1. そもそもフェンダーとは?基本の役割と種類
車に詳しくない方にとって、「フェンダー」と聞いてもピンとこないかもしれません。ですが、フェンダーは車のボディパーツの中でも意外と目立ち、しかも走行性能や安全性にも関わる重要な部位です。ここでは、フェンダーの基本から種類・役割・素材の違い、さらにはカスタムの最新トレンドまでを詳しく解説します。
1.1. フェンダーの位置と見た目
フェンダーとは、車のタイヤ部分を囲むように取り付けられているパネルのことで、一般的には「前輪」「後輪」の上に張り出しているボディ部分を指します。日本語では「翼子板(よくしかん)」と呼ばれることもあります。
多くの車では、フロントフェンダーがドアとボンネットの間に、リアフェンダーが後部座席の横からリアバンパーまでに配置されており、車のシルエットやデザインを決定づける要素の一つでもあります。
1.2. フェンダーの役割(泥はね防止・空力・衝撃吸収など)
フェンダーの最大の役割は、「タイヤが巻き上げる泥や小石、水しぶきなどの飛散を防ぐこと」です。これがないと、雨の日には自車のボディが泥まみれになり、後続車や歩行者にも汚れが飛んでしまいます。
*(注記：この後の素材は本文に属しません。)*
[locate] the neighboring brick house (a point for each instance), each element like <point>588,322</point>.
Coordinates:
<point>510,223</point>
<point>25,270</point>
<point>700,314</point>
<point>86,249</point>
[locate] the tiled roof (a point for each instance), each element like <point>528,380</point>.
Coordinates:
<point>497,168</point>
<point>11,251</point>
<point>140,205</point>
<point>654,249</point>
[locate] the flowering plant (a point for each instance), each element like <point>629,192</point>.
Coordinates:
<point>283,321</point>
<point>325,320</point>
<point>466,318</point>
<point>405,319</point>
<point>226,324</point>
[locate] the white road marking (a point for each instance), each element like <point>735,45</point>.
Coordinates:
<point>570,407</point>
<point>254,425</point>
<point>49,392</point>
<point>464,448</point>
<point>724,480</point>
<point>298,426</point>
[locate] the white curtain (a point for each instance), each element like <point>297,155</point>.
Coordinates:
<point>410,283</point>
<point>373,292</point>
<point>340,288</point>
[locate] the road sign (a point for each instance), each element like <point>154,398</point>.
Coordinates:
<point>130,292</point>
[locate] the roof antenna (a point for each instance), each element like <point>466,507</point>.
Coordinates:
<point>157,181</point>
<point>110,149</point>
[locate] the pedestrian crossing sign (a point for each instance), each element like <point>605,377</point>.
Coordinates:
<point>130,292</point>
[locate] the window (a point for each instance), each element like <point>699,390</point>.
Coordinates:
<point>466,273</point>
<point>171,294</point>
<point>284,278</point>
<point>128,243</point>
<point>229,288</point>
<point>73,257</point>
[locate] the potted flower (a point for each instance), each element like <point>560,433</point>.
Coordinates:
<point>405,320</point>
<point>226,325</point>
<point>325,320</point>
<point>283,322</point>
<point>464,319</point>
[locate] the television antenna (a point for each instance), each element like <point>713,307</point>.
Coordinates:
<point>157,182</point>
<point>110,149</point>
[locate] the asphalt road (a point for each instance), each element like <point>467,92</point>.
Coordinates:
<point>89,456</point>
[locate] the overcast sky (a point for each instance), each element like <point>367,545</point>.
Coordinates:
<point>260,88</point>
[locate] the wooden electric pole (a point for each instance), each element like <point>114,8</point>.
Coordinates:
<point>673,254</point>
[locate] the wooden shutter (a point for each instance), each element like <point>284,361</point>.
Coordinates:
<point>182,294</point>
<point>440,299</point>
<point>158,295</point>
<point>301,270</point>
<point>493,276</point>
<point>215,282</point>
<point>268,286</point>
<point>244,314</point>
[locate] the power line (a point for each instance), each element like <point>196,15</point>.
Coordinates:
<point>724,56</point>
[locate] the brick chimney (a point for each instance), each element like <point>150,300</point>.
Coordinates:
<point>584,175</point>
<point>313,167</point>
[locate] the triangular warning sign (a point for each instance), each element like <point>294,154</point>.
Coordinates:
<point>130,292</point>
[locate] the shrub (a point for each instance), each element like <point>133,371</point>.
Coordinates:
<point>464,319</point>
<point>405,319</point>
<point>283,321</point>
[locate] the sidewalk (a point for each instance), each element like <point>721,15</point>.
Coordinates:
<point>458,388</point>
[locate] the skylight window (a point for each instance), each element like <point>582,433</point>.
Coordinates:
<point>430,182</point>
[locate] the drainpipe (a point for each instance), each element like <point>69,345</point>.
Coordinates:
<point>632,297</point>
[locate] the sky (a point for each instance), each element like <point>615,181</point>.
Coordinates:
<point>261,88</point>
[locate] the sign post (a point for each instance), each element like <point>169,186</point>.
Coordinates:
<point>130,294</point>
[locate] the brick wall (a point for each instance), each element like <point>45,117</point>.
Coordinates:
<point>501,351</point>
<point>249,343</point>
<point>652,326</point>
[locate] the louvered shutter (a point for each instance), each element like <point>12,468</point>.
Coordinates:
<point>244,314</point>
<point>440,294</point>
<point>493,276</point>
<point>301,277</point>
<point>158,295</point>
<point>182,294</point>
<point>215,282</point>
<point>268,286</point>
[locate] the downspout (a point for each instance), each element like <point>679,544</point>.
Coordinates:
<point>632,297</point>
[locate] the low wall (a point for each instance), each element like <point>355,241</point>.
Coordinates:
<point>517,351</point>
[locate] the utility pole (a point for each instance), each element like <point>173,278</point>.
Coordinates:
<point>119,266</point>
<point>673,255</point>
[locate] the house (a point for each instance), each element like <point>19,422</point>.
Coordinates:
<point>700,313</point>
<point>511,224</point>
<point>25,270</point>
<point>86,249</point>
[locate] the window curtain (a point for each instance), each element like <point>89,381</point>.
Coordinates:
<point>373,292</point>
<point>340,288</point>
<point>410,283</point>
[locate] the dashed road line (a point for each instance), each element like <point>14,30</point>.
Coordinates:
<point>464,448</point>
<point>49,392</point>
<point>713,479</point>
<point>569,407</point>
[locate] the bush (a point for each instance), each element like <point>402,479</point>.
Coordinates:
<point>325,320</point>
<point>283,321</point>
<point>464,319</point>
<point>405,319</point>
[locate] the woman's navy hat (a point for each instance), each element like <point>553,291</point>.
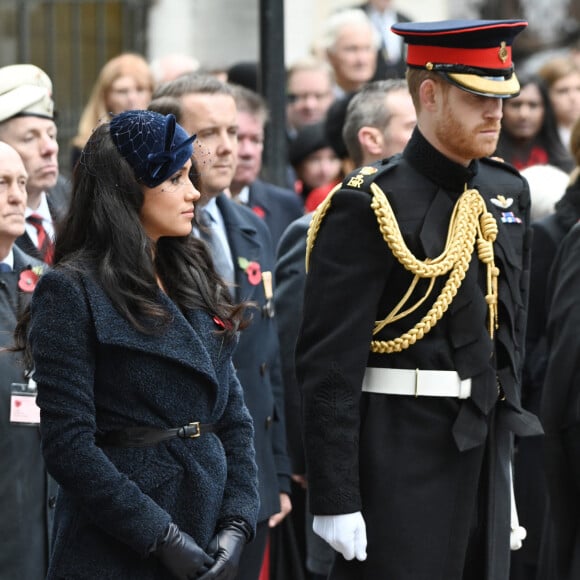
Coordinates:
<point>475,55</point>
<point>154,145</point>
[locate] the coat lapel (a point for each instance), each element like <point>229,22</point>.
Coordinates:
<point>244,245</point>
<point>179,342</point>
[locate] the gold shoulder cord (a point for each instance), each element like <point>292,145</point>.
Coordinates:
<point>470,223</point>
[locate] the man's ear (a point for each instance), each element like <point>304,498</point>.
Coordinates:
<point>371,140</point>
<point>429,94</point>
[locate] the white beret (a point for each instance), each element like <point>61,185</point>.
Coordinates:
<point>25,89</point>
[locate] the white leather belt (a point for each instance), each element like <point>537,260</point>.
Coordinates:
<point>416,382</point>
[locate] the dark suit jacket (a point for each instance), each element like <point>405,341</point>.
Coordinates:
<point>290,281</point>
<point>278,207</point>
<point>28,494</point>
<point>58,199</point>
<point>560,405</point>
<point>96,373</point>
<point>257,356</point>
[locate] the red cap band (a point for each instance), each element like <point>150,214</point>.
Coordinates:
<point>498,57</point>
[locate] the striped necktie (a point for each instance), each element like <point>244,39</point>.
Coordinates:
<point>44,243</point>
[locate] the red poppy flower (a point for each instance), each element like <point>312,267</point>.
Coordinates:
<point>226,325</point>
<point>254,273</point>
<point>259,211</point>
<point>27,281</point>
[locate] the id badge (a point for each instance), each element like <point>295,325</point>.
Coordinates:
<point>23,407</point>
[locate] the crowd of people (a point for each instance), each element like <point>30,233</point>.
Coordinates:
<point>365,372</point>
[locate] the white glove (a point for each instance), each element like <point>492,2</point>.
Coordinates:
<point>346,533</point>
<point>517,536</point>
<point>517,533</point>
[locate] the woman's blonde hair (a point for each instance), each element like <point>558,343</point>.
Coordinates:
<point>575,150</point>
<point>96,110</point>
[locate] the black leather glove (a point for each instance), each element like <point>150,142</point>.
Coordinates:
<point>227,547</point>
<point>181,555</point>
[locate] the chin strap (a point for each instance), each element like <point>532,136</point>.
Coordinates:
<point>470,224</point>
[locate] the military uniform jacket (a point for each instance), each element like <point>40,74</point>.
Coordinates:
<point>27,493</point>
<point>96,373</point>
<point>414,465</point>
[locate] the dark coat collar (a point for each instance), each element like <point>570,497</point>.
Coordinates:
<point>436,167</point>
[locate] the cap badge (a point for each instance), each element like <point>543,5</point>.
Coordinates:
<point>503,53</point>
<point>501,201</point>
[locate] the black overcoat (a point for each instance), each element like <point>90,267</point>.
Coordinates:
<point>257,355</point>
<point>96,373</point>
<point>560,405</point>
<point>415,467</point>
<point>27,493</point>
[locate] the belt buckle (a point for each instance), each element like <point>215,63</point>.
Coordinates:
<point>196,430</point>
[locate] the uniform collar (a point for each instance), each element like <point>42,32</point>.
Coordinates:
<point>435,166</point>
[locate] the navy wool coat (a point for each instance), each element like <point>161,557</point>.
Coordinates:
<point>96,373</point>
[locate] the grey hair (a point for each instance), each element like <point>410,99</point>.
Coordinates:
<point>345,18</point>
<point>368,109</point>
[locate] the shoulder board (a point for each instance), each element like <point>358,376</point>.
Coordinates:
<point>500,164</point>
<point>361,178</point>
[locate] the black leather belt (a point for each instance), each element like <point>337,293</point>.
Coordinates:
<point>145,436</point>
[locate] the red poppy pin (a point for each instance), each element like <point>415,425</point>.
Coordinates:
<point>252,270</point>
<point>28,278</point>
<point>259,211</point>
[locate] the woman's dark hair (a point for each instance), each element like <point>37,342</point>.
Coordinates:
<point>548,136</point>
<point>102,233</point>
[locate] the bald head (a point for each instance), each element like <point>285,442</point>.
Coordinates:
<point>13,178</point>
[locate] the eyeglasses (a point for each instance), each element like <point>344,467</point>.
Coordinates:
<point>295,97</point>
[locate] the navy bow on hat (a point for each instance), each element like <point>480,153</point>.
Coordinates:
<point>154,145</point>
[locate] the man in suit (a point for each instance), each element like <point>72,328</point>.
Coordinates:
<point>411,347</point>
<point>391,54</point>
<point>241,244</point>
<point>28,494</point>
<point>275,205</point>
<point>27,124</point>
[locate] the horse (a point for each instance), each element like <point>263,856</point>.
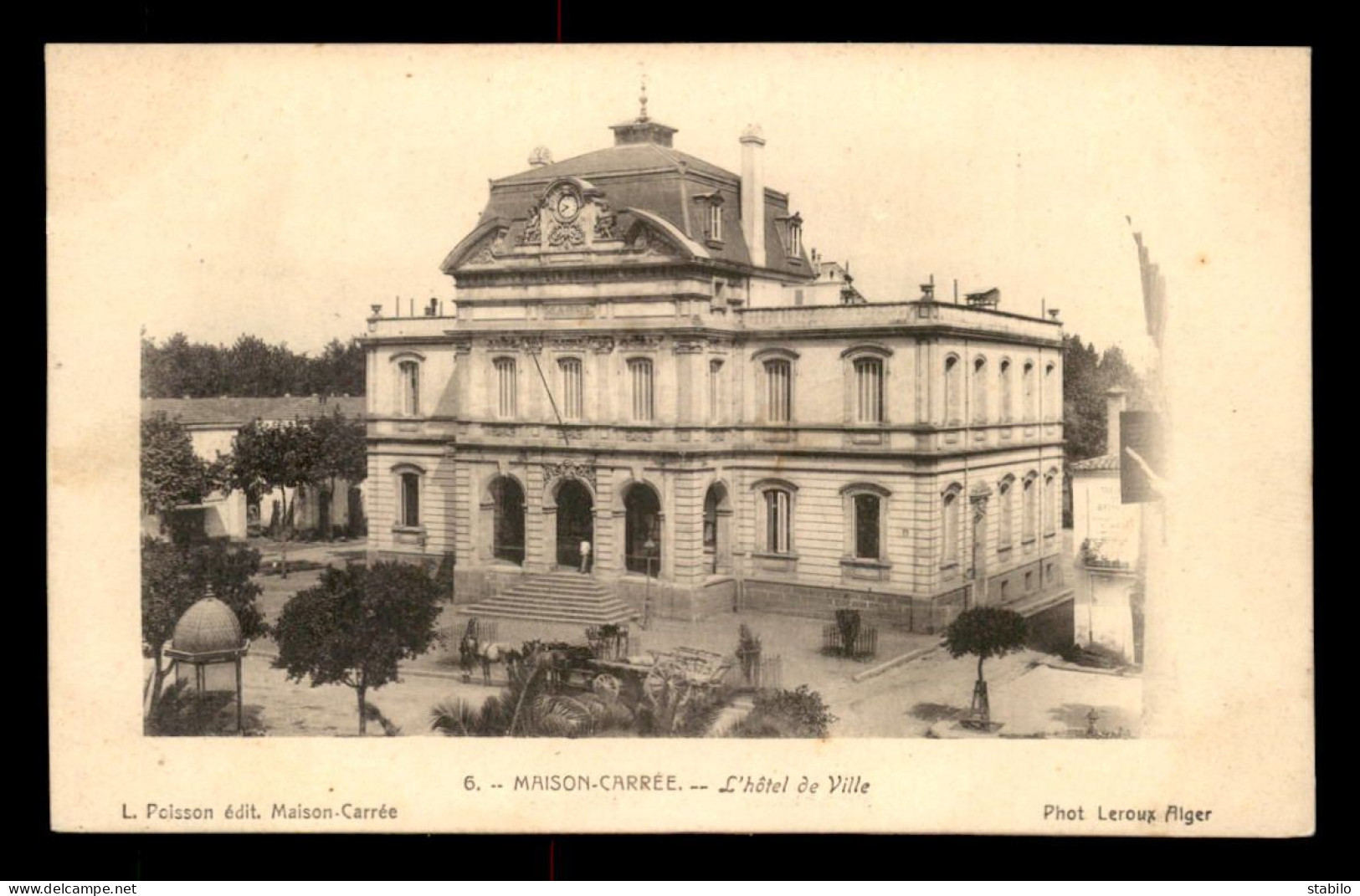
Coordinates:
<point>472,650</point>
<point>555,658</point>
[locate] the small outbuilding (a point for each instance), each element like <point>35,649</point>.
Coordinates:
<point>207,649</point>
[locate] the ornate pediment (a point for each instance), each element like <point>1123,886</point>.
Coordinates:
<point>572,215</point>
<point>570,469</point>
<point>490,248</point>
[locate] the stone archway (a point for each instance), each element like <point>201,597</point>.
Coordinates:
<point>717,530</point>
<point>507,508</point>
<point>576,521</point>
<point>642,530</point>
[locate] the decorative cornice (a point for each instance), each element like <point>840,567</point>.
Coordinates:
<point>570,469</point>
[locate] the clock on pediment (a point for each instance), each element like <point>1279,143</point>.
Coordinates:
<point>565,202</point>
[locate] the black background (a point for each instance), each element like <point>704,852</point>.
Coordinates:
<point>32,852</point>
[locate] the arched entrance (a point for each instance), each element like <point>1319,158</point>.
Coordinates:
<point>507,520</point>
<point>576,522</point>
<point>642,530</point>
<point>717,515</point>
<point>978,569</point>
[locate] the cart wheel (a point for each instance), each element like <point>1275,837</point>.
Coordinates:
<point>607,687</point>
<point>663,678</point>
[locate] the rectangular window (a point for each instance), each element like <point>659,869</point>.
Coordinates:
<point>1029,510</point>
<point>951,530</point>
<point>866,526</point>
<point>1007,520</point>
<point>1029,392</point>
<point>778,391</point>
<point>639,373</point>
<point>777,521</point>
<point>506,397</point>
<point>572,391</point>
<point>868,376</point>
<point>714,392</point>
<point>409,387</point>
<point>409,499</point>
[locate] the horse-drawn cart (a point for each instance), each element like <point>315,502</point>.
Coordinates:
<point>652,676</point>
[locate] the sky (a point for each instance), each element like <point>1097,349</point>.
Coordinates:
<point>282,191</point>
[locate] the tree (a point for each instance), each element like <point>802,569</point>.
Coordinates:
<point>357,624</point>
<point>173,578</point>
<point>983,632</point>
<point>172,474</point>
<point>267,457</point>
<point>250,367</point>
<point>341,452</point>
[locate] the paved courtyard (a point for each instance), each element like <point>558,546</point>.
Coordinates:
<point>1033,694</point>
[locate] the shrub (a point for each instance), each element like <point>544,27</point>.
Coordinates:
<point>798,713</point>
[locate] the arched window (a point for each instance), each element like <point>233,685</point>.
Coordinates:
<point>408,499</point>
<point>639,376</point>
<point>1005,498</point>
<point>506,520</point>
<point>572,387</point>
<point>778,397</point>
<point>1029,415</point>
<point>408,376</point>
<point>951,391</point>
<point>951,525</point>
<point>868,380</point>
<point>979,391</point>
<point>714,391</point>
<point>1051,397</point>
<point>1029,508</point>
<point>778,530</point>
<point>1050,504</point>
<point>506,392</point>
<point>1007,392</point>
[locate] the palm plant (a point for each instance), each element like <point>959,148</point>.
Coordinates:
<point>526,709</point>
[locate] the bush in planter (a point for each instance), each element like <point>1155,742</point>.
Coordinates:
<point>800,713</point>
<point>748,654</point>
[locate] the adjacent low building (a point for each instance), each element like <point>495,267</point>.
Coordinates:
<point>1106,532</point>
<point>213,424</point>
<point>644,356</point>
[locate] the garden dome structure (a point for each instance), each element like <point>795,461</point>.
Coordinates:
<point>207,649</point>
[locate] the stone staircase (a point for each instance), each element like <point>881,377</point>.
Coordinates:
<point>557,597</point>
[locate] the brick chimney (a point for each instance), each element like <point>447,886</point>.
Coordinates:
<point>752,192</point>
<point>1114,406</point>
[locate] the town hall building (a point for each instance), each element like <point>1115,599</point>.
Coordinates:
<point>645,359</point>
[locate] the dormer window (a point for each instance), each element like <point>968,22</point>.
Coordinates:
<point>796,237</point>
<point>711,207</point>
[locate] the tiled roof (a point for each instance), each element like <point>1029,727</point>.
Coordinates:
<point>659,180</point>
<point>1103,463</point>
<point>622,159</point>
<point>241,411</point>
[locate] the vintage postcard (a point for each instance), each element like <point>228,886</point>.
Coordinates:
<point>731,438</point>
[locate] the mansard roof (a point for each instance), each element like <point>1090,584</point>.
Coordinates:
<point>648,180</point>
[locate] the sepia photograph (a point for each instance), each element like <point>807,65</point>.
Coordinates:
<point>676,402</point>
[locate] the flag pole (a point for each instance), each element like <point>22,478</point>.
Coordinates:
<point>562,423</point>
加えて、フェンダーは空気の流れ(エアロダイナミクス)を整え、走行時の空力抵抗を抑える役割も担っています。特にスポーツカーでは、フェンダーの形状がダウンフォースや燃費に影響することもあります。
さらに、万一の接触や衝突の際には衝撃を吸収・分散する役割もあり、車両の損傷範囲を抑える働きもあります。
1.3. フロント・リアフェンダーの違い
車には前後のタイヤそれぞれにフェンダーがありますが、取り付け方や役割に違いがあります。
- フロントフェンダーは、主にエンジンルーム外側に配置されており、取り外しや交換が比較的しやすい構造です。事故などで損傷しやすい部位でもあり、板金修理の対象になることが多いです。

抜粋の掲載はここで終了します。